İzmir Barosu Binası Av. Nevzat Erdemir Konferans Salonu’nda Moderatörlüğünü İzmir Barosu Genel Sekreteri Av. İlke Erol'un üstlendiği panelde İzmir Barosu Üyesi Ulvi Puğ, “Avukatların Meslek Sorunları, Daha İyi Yargı Derneği Yönetim Kurulu Başkanı Mehmet Gün, “Tam ve Doğru İfşa Yoluyla Zihniyet Değişimi, Avukatların Rol Yetki ve Sorumluluklarının Artması” ve Ankara Yıldırım Beyazıt Üniversitesi Öğretim Üyesi Yrd. Doç. Dr. Emir Kaya da, “Türkiye’de Hukuk Zihniyeti” başlıklı sunumlar gerçekleştirdi.
Hukukun üstünlüğü için çalişiyoruz
Açılış konuşmasını gerçekleştiren İzmir Barosu Başkanı Av. Aydın Özcan, İzmir Barosu ve Daha İyi Yargı Derneği’nin ortak amacının ülkedeki hukuksuzluğun bir an önce ortadan kaldırılması, hukukun üstünlüğünün, yargı bağımsızlığının, basın özgürlüğünün temel hak ve özgürlüklerin sonuna kadar iyileştirilmesi olduğunu söyledi.
Son yıllarda ülkemizde bu değerlerin gözardı edildiğini ifade eden Baro Başkanı Özcan, “İkinci KHK’ler döneminden itibaren özellikle avukatlık mesleği itibarsızlaştırılmaya çalışılıyor.
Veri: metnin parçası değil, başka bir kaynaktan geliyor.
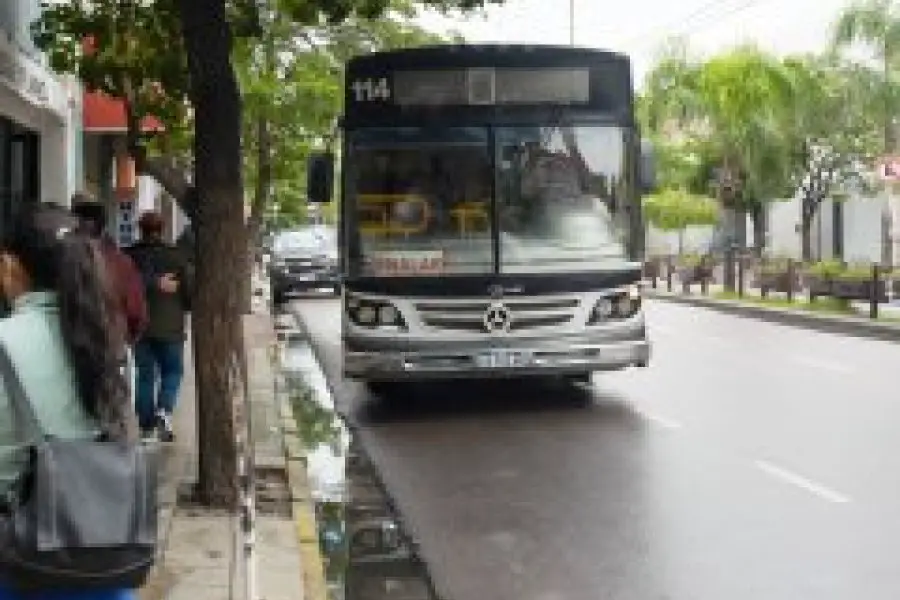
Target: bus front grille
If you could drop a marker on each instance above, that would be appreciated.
(468, 316)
Avukatların cezaevlerinde müvekkilleri ile evrensel hukuk normlarının belirtmiş olduğu koşullarda ayrı ve gizli olarak görüşme yapamıyorlar. İzmir’de olmasa bile birçok yerde avukatların adliyelere, cezaevlerine, emniyet binalarına girerken aranmak isteniyor. Bunlar evrensel ve ulusal güvencelerin ortadan kalktığını gösteren en önemli göstergelerdir” dedi.
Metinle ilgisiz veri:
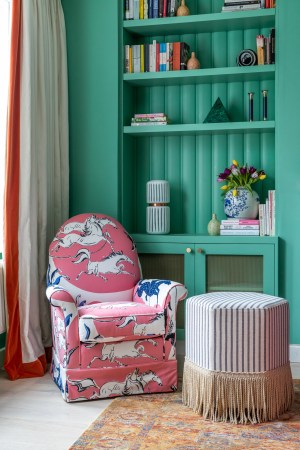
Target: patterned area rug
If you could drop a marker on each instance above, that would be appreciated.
(161, 421)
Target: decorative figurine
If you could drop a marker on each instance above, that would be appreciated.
(193, 63)
(183, 10)
(251, 94)
(265, 104)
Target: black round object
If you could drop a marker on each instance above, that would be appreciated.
(246, 58)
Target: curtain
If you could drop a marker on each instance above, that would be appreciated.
(36, 182)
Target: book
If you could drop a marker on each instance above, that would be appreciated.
(184, 55)
(260, 49)
(149, 116)
(176, 55)
(239, 232)
(240, 222)
(239, 227)
(241, 7)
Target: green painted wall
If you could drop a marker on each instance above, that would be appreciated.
(92, 45)
(92, 36)
(288, 157)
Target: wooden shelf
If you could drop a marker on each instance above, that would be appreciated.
(202, 23)
(202, 128)
(220, 75)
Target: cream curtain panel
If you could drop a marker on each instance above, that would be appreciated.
(43, 183)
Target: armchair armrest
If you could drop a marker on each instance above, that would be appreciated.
(156, 293)
(66, 331)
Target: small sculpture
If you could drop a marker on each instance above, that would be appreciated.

Yargiya olan güven azaliyor
Siyaseten tarafsız bir düşünce kuruluşu olma ilkesiyle yola çıktıklarını belirten Daha İyi Yargı Derneği Yönetim Kurulu Başkanı Av. Mehmet Gün, amaçlarının Türk yargısının sorunlarını belirlemek ve hayata geçirilebilir öneriler oluşturarak toplumsal mutabakat sağlamak olduğunu dile getirdi.
Yapılan araştırmalara göre toplumun adalet ve yargıya olan inancında bir azalma gözlendiğini belirten Mehmet Gün, Türk yargısının 3.1 puanla 138 ülke arasında 96'ıncı sırada bulunduğunu kaydetti.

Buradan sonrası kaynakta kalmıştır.